Good morning! We got a chance to visit the Atlanta History Center a few weeks back and we’re sharing pictures from our trip with you all today!
Every year, there are special Atlanta History Center homeschool days where homeschooling families can enter for a discounted rate. To begin the year, though, the museum held a Homeschool Open House day when admission was absolutely free! This was the first year that we were able to attend and we thoroughly enjoyed our visit!
Since the museum is in Georgia, a lot of the historical exhibits relate directly to Georgia history and the development of the city of Atlanta. This display shows the typical dress of a Cherokee Indian during the 1830s. I had no idea that many Cherokees had assimilated colonial styles of dress in those days.
An actual millstone from an 1800s flour mill. That thing was enormous.
There were a lot of carriage and automotive companies in and around Atlanta in the 19th and 20th centuries. Here’s a life-sized reconstruction of a carriage from the John M. Smith Carriage Company.

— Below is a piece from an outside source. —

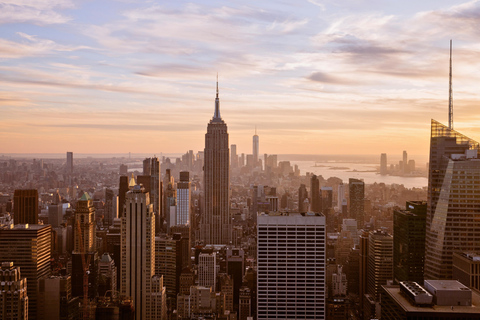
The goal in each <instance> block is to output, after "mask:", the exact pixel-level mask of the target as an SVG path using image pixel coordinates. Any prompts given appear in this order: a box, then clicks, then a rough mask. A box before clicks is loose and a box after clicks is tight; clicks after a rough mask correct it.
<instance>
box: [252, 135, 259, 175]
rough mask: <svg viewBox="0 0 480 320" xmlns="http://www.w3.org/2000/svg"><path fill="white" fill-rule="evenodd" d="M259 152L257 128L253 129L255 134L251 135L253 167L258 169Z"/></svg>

One of the coolest things in the center, to me, was the Dixon-King Shotgun House. It’s an actual 1800s house that has been relocated and reassembled within the history center. They kept the original furniture and restored the interior.
A look at the house’s bedroom.
Typical Georgian high society fashion from the 1800s. I think I’d wear that floral dress today.
The biggest issue when you visit a museum with kids is keeping their hands off the exhibits. I really appreciated that the Atlanta History Center has specific items that are clearly marked for kids to touch. It gives them a chance to interact with the exhibits and it allows them to touch something, so that they won’t be tempted to grab everything they see.
An actual fire engine from the 1800s.
An entire exhibit at the center focused on the modern development of the city of Atlanta. There were pictures and models of several city landmarks. This is a picture of the High Museum of Art at night.
Replicas of native Indian handiwork from the 1800s. Northern Georgia was home to both the Cherokee and the Creek Indian tribes – both of which were forcibly removed along the Trail of Tears.
Outside the center, there are a couple of historical houses that have been restored. They keep sheep at one of them, just the way that farmers would have done in the 1800s.
We got the chance to examine this loom inside the Smith Family Farm house. (My inner crafter gave a little shout for joy at seeing an actual loom in person.)
After spending several hours at the center, we still didn’t see everything that was on display. We’ll definitely have to make another visit soon!